By Coogan Brennan and Thomas Hay
A few times a year, a story makes the rounds of an unfortunate Ethereum developer who, while building a blockchain project, accidentally uploads their super-secret mnemonic phrase—used to generate their wallet—to their public GitHub page. Within seconds, their wallet has been “hacked” and drained of its funds.
Nothing has really been hacked, though: The transaction transferring all assets to the “hacker” address is perfectly sound. That’s why the network processes and accepts it. The network doesn’t care who signs the transaction or what their intent was, just that its cryptography is sound. The network makes the assumption that anyone in possession of a mnemonic, or the generated private keys, is the rightful owner of the assets in the corresponding accounts.

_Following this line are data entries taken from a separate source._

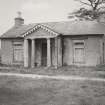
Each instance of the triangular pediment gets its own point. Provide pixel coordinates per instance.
(40, 31)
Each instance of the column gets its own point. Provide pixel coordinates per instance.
(56, 52)
(25, 53)
(48, 53)
(59, 52)
(33, 54)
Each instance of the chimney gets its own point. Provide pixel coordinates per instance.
(101, 18)
(19, 20)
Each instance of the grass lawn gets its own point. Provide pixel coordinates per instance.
(27, 91)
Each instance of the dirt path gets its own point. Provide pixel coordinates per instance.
(59, 77)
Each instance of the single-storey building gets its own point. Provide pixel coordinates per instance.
(54, 44)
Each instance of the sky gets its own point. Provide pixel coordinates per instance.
(34, 11)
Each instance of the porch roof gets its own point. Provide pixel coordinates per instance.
(64, 28)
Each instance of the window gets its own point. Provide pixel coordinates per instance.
(17, 51)
(79, 51)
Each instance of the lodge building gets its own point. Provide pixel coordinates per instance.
(54, 44)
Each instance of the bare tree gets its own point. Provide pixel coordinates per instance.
(97, 8)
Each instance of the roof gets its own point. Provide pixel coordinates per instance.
(63, 27)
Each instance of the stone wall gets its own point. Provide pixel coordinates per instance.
(93, 51)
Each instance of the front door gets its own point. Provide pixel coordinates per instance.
(44, 54)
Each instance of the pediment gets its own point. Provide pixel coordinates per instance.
(40, 31)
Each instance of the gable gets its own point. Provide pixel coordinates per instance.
(40, 31)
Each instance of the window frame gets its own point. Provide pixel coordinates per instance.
(76, 46)
(16, 45)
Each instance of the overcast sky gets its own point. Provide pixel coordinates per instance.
(34, 11)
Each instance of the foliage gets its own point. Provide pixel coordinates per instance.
(97, 8)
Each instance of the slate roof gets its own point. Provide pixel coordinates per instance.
(64, 28)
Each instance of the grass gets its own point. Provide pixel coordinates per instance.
(27, 91)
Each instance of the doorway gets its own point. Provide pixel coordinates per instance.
(44, 54)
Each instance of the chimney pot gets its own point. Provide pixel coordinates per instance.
(19, 20)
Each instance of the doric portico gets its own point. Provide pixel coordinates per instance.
(38, 48)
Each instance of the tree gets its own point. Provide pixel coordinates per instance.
(97, 8)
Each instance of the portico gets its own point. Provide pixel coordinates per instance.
(30, 50)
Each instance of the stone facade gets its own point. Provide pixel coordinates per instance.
(54, 44)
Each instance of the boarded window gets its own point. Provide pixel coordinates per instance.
(18, 51)
(79, 51)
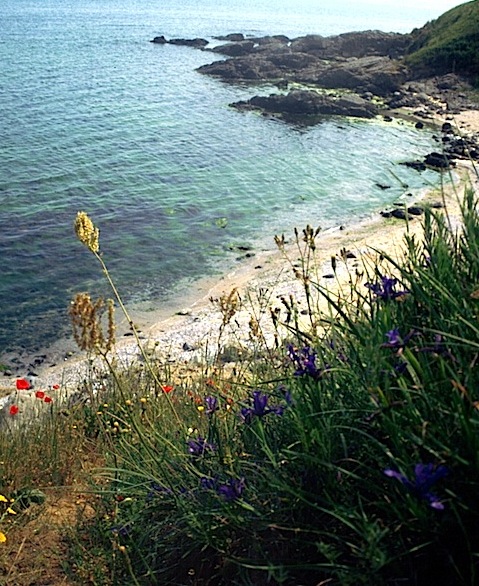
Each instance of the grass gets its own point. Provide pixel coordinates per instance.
(342, 450)
(448, 44)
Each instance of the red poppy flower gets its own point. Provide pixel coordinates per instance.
(23, 384)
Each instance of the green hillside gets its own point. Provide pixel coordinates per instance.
(448, 44)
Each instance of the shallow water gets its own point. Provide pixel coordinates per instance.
(96, 118)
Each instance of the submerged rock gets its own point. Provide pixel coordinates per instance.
(300, 104)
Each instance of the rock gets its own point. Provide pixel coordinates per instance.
(438, 161)
(235, 49)
(378, 75)
(418, 165)
(415, 210)
(231, 37)
(300, 104)
(159, 40)
(197, 42)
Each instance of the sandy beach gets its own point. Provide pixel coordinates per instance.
(187, 335)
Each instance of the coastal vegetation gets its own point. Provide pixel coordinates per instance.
(449, 44)
(342, 451)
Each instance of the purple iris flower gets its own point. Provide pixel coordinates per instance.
(395, 340)
(425, 476)
(260, 407)
(211, 405)
(199, 446)
(439, 348)
(232, 489)
(305, 362)
(384, 288)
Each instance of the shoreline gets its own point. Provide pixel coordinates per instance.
(178, 333)
(179, 337)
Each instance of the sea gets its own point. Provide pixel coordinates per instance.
(95, 117)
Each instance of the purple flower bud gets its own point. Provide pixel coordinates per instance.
(425, 475)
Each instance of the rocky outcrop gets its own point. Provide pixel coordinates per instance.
(365, 63)
(359, 61)
(304, 106)
(197, 42)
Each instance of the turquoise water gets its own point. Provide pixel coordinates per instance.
(94, 117)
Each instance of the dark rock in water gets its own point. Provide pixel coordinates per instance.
(235, 49)
(197, 42)
(359, 61)
(415, 210)
(298, 105)
(418, 165)
(188, 347)
(438, 161)
(398, 213)
(231, 37)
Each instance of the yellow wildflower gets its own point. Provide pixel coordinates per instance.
(87, 233)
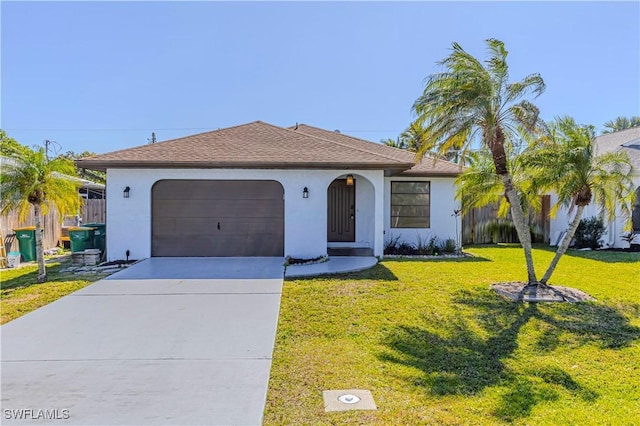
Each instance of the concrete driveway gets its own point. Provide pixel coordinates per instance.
(179, 341)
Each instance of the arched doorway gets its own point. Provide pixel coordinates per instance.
(351, 214)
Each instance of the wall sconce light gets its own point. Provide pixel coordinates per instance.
(350, 180)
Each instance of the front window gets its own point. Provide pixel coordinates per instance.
(410, 204)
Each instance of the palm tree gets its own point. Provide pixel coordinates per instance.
(621, 123)
(479, 185)
(471, 101)
(28, 179)
(566, 163)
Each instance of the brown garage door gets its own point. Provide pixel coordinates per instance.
(217, 218)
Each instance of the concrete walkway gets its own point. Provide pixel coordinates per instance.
(166, 341)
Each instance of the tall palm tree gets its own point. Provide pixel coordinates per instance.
(566, 163)
(28, 179)
(621, 123)
(479, 185)
(469, 101)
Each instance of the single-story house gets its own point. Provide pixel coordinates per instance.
(263, 190)
(622, 141)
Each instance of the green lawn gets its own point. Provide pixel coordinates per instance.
(436, 346)
(20, 293)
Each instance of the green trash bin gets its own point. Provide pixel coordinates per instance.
(81, 238)
(27, 242)
(99, 235)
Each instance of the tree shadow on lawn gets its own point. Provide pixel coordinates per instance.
(376, 272)
(606, 256)
(437, 259)
(29, 279)
(467, 353)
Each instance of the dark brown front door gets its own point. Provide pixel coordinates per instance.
(214, 218)
(341, 213)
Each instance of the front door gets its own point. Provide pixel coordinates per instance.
(341, 212)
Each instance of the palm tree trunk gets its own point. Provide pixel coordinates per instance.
(42, 271)
(522, 227)
(564, 245)
(519, 220)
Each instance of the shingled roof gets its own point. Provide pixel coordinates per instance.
(427, 167)
(262, 145)
(622, 141)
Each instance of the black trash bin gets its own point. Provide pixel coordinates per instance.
(81, 238)
(27, 242)
(99, 235)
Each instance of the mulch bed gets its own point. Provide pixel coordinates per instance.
(519, 291)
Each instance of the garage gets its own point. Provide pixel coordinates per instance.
(217, 218)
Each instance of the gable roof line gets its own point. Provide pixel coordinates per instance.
(343, 144)
(395, 160)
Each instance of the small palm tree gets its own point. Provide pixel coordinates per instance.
(566, 162)
(479, 185)
(470, 101)
(28, 179)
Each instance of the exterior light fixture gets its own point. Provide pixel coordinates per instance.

That is cold comfort to the person who has lost control of their wallet. The immediate reaction is to think their wallet has been hacked. It’s understandable! But, before getting to the point where you have to wonder whether your wallet was compromised, it’s good to check you aren’t about to unwittingly expose your private information.
Here are some definitive steps to avoid falling into a similar situation. (Bonus points: the techniques described in this article are great security hygiene for any project, blockchain or not!)
Below, we outline two approaches on how to NOT publish secrets (API keys, private keys, seed phrases, database passwords) to your GitHub repository:
Approach 1: Using .gitignore, a .env file, and dotenv (assumes we are developing using patterns common to Solidity and a workflow using Truffle and MetaMask, even though this has been generalized)
Step 1: Read the documentation on .gitignore. Seriously, read the whole page of documentation.
A .gitignore file allows you to specify files that should not be tracked. You will create a .gitignore file within the directory you are developing your project in. Within that file, you will specify the files that you do not want to track. The documentation will explain to you the various text patterns you can use in order to not track (or track) files.
Here is an example of one:
In line 20, we have added a .env file
Step 2: Set up a .env file to store your environment variables
Environment variables, originally implemented in Version 7 Unix (released in 1979 by Bell Labs, click here for a copy of the manual) change the process(es) that a computing system runs. Environment variables have been implemented in all of the operating systems that our students use to build dApps on Ethereum (Unix, Linux, MacOS, Windows). In this case, your secrets are treated as environment variables, and placed in a file called .env.
Here is an example of a .env file
Step 3: Read the documentation about dotenv. Install dotenv.
Dotenv “is a zero-dependency module that loads environment variables from a .env file into process.env.” (retrieved from https://www.npmjs.com/package/dotenv on September 25, 2020)
nstall dotenv using npm install dotenv
Step 4: Add require('dotenv').config() to the start of your application. Utilize process.env in this file.
Code Example: application.js
//This is the top of application.jsrequire('dotenv').config()//This is an example of process.env later in the filevar PrivateKey = new Buffer(process.env.["PRIVATE_KEY"], "hex"))//Here is another example of using process.envconst APIKey = process.env.API_KEY;Step 5: Now, if you want to publish to an existing GitHub repository or push to a new GitHub repository, you can do so. Your secrets will not appear be part of your GitHub repository.
Video Tutorial from another source: Daniel Schiffman of The Coding Train provides a video tutorial using a weather application in his video 3.4 Hiding API Keys with Environment Variables (dotenv) and Pushing Code to GitHub.
Text Tutorial from another source: Mason’s Blog has a tutorial called How to Deploy an ERC20 Token in 20 Minutes. It describes how to use a .env file and dotenv in the context of deploying a smart contract using Truffle and Infura.
Approach 2: Using Encrypted Secrets in GitHub Actions (appropriate for those with familiarity with GitHub at an organization level, with the necessary permissions and GitHub account to be able to put these into practice).
Approach 2 uses tooling specifically created by GitHub to solve the issue of secrets being a necessary part of deploying code, but not something that should be revealed to individuals who should not have access to them. This approach is most relevant to an organization or individual using GitHub
Step 1: Read the documentation on Encrypted Secrets. Seriously, read the documentation.
Encrypted Secrets allow you to store and use secrets in a single GitHub repository or across many GitHub repositories. Read the documentation about how to use these, as GitHub does an excellent job of explaining how to use Encrypted Secrets within GitHub Actions
Step 2: Do what the documentation tells you to do. It is pretty good documentation.
Conclusion
You now know two approaches to prevent your secrets from being published to GitHub. Are there other approaches to do this? Certainly. Here are two methods that work for us. The main point we are trying to convey is to make sure you are thinking about where your secrets may show up, and ensuring you take steps to protect yourself. Stay safe out there.